Björk began writing songs for Biophilia around this time, thinking of them as a curriculum of sorts. A favorite topic was natural science ; the album has lyrics about crystal formation, plate tectonics and DNA replication. "I’ve always been interested in science," she adds. "My favorite subject in school was math, so I was quite often alone in classes with boys and chess nerds. When I was a kid, my rock star was [British naturalist] David Attenborough."
As she continued writing and began to record, engineer Damian Taylor helped her build or buy all manner of studio toys, like early pre-iPad touchscreens ; a digitally programmable hybrid between a gamelan and a celesta ; and a hotwired Nintendo controller hooked up to a pipe organ. Playing with the new instruments gave her songwriting a welcome shot in the arm. "I had been using similar methods for a while [before this album]," she adds. "Maybe I had gotten lazy. I really had to break out of old habits."
Meanwhile, Björk still wasn’t quite sure how she was going to deliver her new music to the public. After the museum/school dream proved impractical, she weighed an offer from National Geographic to score a 3-D nature film. "I was like, ‘Wow, that would be the coolest thing ever,’" she says. "I would be labelmates with sharks and lemurs !" She began writing a script with longtime collaborator Michel Gondry, but this plan fizzled in turn when he had to devote more time to directing The Green Hornet. (Gondry ultimately directed a forthcoming video for Biophilia’s first single, "Crystalline.")
She found a solution last spring, when Apple released the first-generation iPad. The tablet computer, she realized, offered a way to pack all the educational and entertainment value of a museum or a movie into an affordable form that would be available around the world. "I felt like technology had finally caught up with us," she says. "I got pretty over-excited."
She flew a crew of top app developers out to Iceland last summer, convincing them to work for free in exchange for half the profits from their creations. Together they devised a clever iPad game for each of Biophilia’s 10 songs, every one reflecting some aspect of music theory as well as a lesson drawn from nature.
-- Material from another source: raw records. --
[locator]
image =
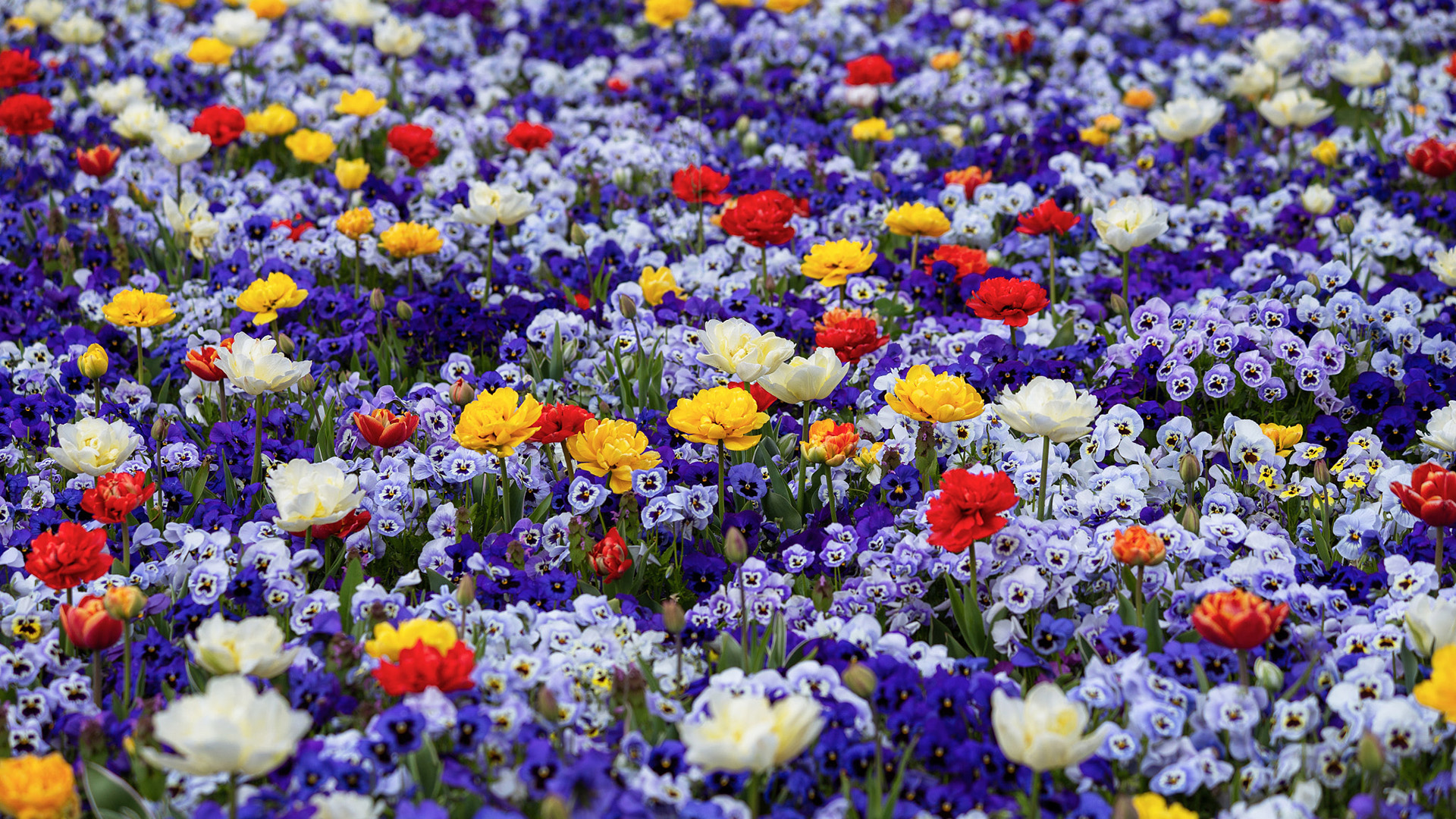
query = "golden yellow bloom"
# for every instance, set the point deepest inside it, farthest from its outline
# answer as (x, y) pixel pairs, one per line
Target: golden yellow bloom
(273, 121)
(310, 146)
(871, 130)
(210, 52)
(389, 642)
(657, 283)
(833, 262)
(928, 397)
(356, 223)
(723, 414)
(498, 422)
(38, 787)
(360, 104)
(350, 172)
(267, 297)
(612, 447)
(915, 219)
(137, 308)
(408, 240)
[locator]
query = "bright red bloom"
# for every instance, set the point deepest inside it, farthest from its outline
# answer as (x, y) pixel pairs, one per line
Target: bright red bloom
(384, 428)
(220, 123)
(560, 422)
(1237, 620)
(89, 626)
(1044, 219)
(851, 334)
(968, 507)
(761, 219)
(422, 667)
(701, 184)
(117, 494)
(25, 115)
(610, 558)
(96, 162)
(1432, 494)
(873, 71)
(17, 67)
(1008, 300)
(69, 556)
(416, 142)
(529, 136)
(1433, 158)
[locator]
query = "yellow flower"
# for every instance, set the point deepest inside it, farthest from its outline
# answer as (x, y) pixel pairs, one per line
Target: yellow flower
(1285, 438)
(356, 223)
(408, 240)
(929, 397)
(267, 297)
(612, 447)
(723, 414)
(137, 308)
(210, 52)
(359, 104)
(310, 146)
(38, 787)
(663, 14)
(915, 219)
(498, 422)
(871, 130)
(833, 262)
(273, 121)
(350, 172)
(657, 283)
(389, 642)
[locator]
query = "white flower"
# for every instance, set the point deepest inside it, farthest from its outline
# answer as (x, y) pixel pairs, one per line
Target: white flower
(1187, 118)
(1130, 222)
(92, 447)
(254, 368)
(231, 729)
(1049, 409)
(251, 646)
(312, 494)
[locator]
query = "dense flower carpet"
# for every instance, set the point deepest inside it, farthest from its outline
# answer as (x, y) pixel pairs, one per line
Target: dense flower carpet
(727, 409)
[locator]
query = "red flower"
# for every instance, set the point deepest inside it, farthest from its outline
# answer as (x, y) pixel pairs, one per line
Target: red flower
(761, 219)
(384, 428)
(117, 494)
(96, 162)
(1044, 219)
(873, 71)
(851, 334)
(1008, 300)
(1433, 158)
(968, 507)
(610, 557)
(701, 184)
(422, 667)
(220, 123)
(416, 142)
(17, 67)
(529, 136)
(560, 422)
(25, 115)
(1432, 494)
(69, 556)
(89, 626)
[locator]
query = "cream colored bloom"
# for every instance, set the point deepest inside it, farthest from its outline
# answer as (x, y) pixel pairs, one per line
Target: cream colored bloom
(312, 494)
(231, 729)
(251, 646)
(740, 350)
(805, 379)
(92, 447)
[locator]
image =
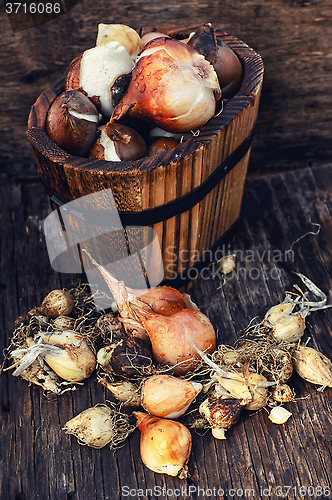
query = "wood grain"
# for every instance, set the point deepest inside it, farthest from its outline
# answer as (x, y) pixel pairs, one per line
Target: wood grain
(292, 37)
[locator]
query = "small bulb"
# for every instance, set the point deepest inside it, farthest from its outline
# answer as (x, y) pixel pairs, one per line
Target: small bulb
(279, 415)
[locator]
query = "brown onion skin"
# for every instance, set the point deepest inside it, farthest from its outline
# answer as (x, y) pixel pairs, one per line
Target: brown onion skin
(74, 135)
(162, 146)
(224, 60)
(151, 36)
(129, 145)
(229, 70)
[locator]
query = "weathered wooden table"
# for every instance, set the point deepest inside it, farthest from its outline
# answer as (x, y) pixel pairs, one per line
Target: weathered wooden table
(286, 227)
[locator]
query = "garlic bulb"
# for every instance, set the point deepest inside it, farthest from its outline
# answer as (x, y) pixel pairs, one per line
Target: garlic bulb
(73, 360)
(167, 396)
(313, 366)
(37, 372)
(121, 33)
(172, 337)
(172, 86)
(289, 328)
(99, 426)
(165, 445)
(279, 415)
(279, 311)
(221, 414)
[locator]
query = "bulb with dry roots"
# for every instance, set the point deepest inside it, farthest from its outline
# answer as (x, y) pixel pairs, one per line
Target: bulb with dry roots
(56, 303)
(165, 445)
(99, 426)
(221, 414)
(172, 331)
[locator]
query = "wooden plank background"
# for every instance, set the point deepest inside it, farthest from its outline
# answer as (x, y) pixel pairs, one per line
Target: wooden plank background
(292, 147)
(40, 461)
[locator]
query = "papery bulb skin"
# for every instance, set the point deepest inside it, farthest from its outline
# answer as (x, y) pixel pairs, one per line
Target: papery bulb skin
(165, 445)
(121, 33)
(96, 70)
(72, 122)
(171, 337)
(118, 143)
(132, 358)
(168, 396)
(172, 86)
(151, 36)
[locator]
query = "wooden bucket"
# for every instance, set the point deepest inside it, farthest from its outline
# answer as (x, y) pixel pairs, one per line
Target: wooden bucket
(190, 196)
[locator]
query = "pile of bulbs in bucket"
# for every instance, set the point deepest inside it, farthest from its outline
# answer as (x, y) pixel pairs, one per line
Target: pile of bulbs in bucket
(158, 358)
(130, 97)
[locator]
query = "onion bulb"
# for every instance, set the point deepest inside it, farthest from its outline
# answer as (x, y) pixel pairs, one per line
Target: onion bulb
(251, 387)
(289, 328)
(172, 86)
(56, 303)
(99, 426)
(121, 33)
(221, 414)
(118, 143)
(313, 366)
(279, 415)
(172, 337)
(224, 60)
(167, 396)
(165, 445)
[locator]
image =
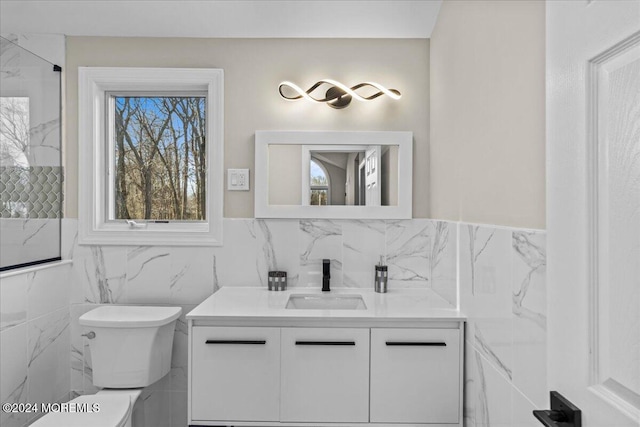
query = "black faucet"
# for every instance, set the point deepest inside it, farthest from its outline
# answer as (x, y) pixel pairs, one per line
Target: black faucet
(326, 274)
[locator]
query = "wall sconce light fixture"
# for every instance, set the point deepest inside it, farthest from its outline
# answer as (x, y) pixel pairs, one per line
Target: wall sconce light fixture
(337, 95)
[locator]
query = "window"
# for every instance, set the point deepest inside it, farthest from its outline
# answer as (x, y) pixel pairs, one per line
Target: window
(151, 172)
(319, 184)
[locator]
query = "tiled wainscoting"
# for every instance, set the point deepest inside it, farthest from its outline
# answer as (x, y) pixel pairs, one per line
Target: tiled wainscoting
(503, 293)
(502, 289)
(34, 339)
(420, 253)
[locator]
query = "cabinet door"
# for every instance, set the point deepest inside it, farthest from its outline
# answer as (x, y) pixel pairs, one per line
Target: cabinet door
(415, 375)
(325, 375)
(235, 374)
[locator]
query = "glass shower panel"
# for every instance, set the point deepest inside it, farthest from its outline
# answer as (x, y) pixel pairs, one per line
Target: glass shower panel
(30, 158)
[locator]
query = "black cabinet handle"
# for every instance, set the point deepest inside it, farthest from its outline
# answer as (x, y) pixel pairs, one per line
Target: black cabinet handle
(416, 344)
(235, 342)
(325, 343)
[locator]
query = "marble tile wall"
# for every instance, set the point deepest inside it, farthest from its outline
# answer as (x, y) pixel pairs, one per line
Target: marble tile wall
(503, 292)
(34, 339)
(420, 253)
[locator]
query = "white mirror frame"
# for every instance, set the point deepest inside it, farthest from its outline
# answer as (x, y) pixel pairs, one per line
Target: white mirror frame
(404, 141)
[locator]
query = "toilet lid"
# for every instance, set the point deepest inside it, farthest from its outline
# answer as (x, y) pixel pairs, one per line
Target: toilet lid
(108, 411)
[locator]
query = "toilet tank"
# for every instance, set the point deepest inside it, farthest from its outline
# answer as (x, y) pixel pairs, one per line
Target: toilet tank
(130, 345)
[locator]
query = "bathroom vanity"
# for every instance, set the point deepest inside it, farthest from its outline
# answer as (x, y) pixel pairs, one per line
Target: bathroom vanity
(341, 358)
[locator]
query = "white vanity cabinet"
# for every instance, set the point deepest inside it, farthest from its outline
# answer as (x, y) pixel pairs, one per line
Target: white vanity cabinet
(324, 375)
(415, 376)
(397, 362)
(235, 373)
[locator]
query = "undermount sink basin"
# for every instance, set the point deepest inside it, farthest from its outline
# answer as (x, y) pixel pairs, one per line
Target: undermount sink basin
(325, 302)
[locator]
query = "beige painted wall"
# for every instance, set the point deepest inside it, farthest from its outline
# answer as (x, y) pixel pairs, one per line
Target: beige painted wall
(253, 69)
(487, 113)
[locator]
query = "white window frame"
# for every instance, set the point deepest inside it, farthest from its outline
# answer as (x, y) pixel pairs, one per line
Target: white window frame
(94, 84)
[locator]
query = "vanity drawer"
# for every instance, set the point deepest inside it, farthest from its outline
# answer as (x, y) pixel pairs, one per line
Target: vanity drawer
(415, 375)
(238, 373)
(325, 375)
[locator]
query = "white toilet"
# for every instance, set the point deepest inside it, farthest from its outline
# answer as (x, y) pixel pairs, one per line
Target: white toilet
(130, 349)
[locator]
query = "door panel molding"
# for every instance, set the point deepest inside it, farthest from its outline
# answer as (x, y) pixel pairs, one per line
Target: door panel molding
(605, 387)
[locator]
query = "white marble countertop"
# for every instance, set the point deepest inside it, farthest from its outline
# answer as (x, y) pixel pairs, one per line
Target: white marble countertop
(244, 306)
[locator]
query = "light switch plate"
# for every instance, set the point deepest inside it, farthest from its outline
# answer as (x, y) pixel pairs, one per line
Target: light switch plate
(238, 179)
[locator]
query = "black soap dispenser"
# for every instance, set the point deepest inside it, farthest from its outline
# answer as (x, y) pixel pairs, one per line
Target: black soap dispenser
(380, 280)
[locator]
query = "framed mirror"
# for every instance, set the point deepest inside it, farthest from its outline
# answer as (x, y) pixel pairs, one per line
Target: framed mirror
(318, 174)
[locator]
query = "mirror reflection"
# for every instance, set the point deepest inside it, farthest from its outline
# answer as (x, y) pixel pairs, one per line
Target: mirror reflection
(333, 175)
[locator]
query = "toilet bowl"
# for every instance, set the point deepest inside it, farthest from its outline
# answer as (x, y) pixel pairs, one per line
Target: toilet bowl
(107, 408)
(130, 349)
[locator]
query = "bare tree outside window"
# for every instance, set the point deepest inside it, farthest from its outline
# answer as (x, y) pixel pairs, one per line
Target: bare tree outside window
(160, 157)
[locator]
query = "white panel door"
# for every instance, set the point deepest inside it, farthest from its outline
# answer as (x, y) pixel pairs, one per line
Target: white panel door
(593, 212)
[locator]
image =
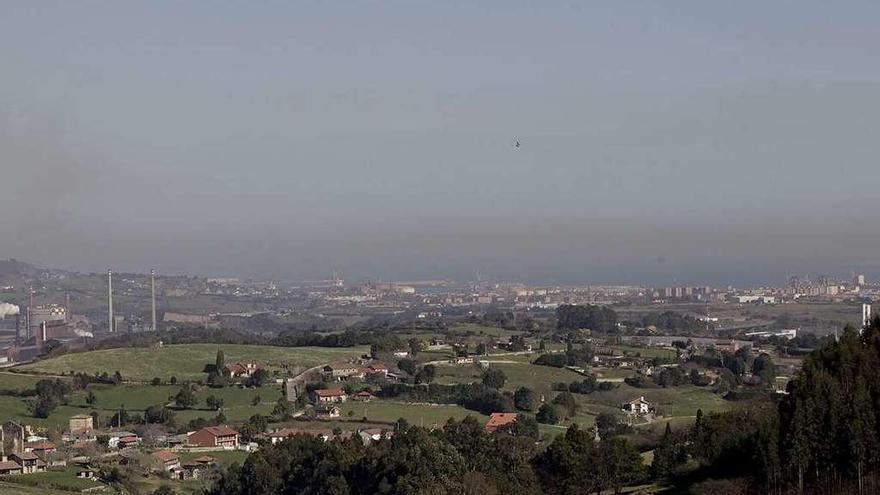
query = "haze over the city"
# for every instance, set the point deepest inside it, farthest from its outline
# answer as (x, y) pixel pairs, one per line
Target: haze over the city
(689, 142)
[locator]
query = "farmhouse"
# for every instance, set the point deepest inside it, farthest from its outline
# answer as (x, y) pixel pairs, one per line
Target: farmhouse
(165, 460)
(362, 396)
(29, 462)
(9, 467)
(326, 411)
(80, 423)
(343, 371)
(40, 447)
(214, 436)
(371, 435)
(242, 369)
(329, 395)
(284, 433)
(375, 369)
(637, 406)
(497, 420)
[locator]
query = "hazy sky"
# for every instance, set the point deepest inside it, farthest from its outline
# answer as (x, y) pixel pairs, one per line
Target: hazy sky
(686, 141)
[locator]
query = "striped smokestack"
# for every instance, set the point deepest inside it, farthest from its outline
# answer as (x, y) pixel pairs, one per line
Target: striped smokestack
(153, 295)
(110, 301)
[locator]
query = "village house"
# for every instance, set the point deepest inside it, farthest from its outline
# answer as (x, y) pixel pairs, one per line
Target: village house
(215, 437)
(80, 423)
(637, 406)
(497, 420)
(165, 460)
(326, 411)
(8, 466)
(329, 395)
(343, 371)
(242, 369)
(376, 368)
(40, 447)
(362, 396)
(371, 435)
(29, 462)
(86, 472)
(122, 439)
(282, 434)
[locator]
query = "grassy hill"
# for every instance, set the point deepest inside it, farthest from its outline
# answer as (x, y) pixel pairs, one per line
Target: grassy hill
(184, 361)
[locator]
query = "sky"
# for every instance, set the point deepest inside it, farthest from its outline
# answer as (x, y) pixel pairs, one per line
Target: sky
(661, 142)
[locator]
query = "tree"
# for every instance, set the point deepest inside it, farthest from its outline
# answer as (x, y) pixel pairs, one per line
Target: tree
(283, 409)
(407, 365)
(596, 318)
(619, 464)
(426, 374)
(665, 456)
(415, 346)
(764, 368)
(547, 414)
(525, 399)
(494, 378)
(214, 403)
(185, 398)
(158, 414)
(567, 403)
(220, 362)
(258, 378)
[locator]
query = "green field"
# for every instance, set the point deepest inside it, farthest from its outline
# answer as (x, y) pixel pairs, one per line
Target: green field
(64, 479)
(14, 381)
(17, 489)
(184, 361)
(416, 414)
(135, 398)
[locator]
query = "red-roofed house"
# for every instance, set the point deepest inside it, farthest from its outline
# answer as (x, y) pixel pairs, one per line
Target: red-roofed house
(242, 369)
(377, 369)
(166, 460)
(497, 420)
(40, 447)
(329, 395)
(29, 462)
(214, 436)
(363, 396)
(9, 467)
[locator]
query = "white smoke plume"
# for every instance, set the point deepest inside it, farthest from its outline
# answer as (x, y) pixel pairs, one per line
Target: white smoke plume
(7, 309)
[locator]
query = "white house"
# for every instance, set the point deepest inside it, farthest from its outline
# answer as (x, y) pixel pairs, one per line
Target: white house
(637, 406)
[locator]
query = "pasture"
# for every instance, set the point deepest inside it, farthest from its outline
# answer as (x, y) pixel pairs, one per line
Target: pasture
(184, 361)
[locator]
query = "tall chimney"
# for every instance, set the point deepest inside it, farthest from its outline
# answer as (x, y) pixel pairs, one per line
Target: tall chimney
(153, 294)
(110, 301)
(28, 322)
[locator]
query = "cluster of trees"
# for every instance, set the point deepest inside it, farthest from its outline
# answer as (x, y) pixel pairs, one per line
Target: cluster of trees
(595, 318)
(822, 437)
(571, 357)
(459, 458)
(474, 396)
(672, 321)
(586, 386)
(49, 395)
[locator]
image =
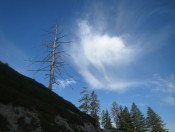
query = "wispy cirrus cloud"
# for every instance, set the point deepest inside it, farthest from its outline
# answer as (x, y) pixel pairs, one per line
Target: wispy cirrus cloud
(109, 42)
(65, 83)
(166, 86)
(97, 54)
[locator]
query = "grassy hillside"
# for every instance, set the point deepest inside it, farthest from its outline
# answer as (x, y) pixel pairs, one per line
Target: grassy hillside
(19, 90)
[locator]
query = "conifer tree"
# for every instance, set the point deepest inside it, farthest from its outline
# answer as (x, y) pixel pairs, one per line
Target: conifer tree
(126, 122)
(138, 119)
(115, 111)
(85, 100)
(106, 120)
(94, 107)
(154, 121)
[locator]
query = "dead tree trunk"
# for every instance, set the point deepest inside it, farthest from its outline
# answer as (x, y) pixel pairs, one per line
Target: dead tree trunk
(52, 66)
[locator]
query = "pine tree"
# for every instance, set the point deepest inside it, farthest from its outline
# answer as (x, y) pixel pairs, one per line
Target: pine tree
(84, 107)
(138, 119)
(154, 121)
(106, 120)
(94, 107)
(115, 111)
(126, 122)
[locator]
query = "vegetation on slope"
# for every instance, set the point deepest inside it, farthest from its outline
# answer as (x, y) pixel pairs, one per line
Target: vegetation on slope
(19, 90)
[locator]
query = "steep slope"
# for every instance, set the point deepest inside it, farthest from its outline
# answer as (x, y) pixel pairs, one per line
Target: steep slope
(28, 106)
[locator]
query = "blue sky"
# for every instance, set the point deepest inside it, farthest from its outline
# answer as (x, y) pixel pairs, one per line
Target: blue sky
(123, 49)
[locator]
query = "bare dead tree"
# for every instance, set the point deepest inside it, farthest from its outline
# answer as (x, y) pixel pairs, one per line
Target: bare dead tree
(53, 61)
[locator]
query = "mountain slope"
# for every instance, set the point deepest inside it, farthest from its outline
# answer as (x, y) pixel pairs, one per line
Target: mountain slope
(26, 105)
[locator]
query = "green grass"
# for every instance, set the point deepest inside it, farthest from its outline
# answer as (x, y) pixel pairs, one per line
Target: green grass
(20, 90)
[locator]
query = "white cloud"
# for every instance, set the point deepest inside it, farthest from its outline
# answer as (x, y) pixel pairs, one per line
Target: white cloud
(169, 100)
(67, 82)
(165, 87)
(98, 55)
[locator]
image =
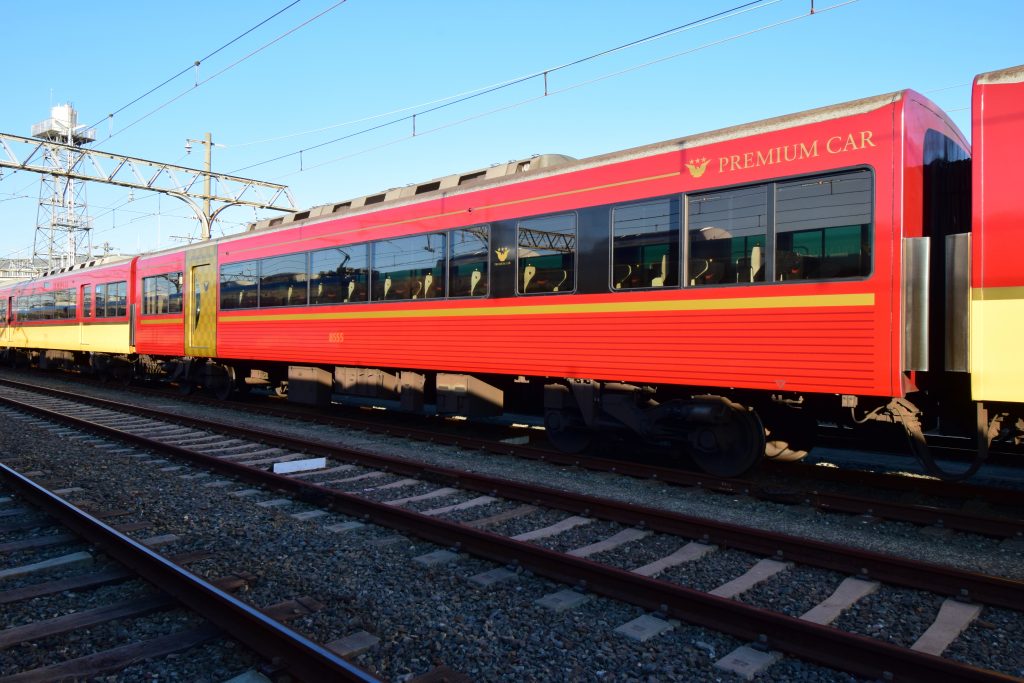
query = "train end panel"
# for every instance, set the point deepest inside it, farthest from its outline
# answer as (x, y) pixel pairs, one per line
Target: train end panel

Users will be able to build a basic drum machine from DNA bases in "Hollow," fight off an army of mutating rhythms in "Virus" (pictured) or arrange geological layers to form chords in "Mutual Core."
Björk performed songs from Biophilia for the first time this week at Britain’s Manchester International Festival, where a 24-woman Icelandic choir backed her as she manipulated sounds using an iPad and assorted bespoke instruments. She plans to take the expensive production to six-week residencies in seven more cities over the next three years. "The thing we’re struggling with now is how to do the tour," she says. "The way we’re doing it, it’ll be lucky if we earn zero."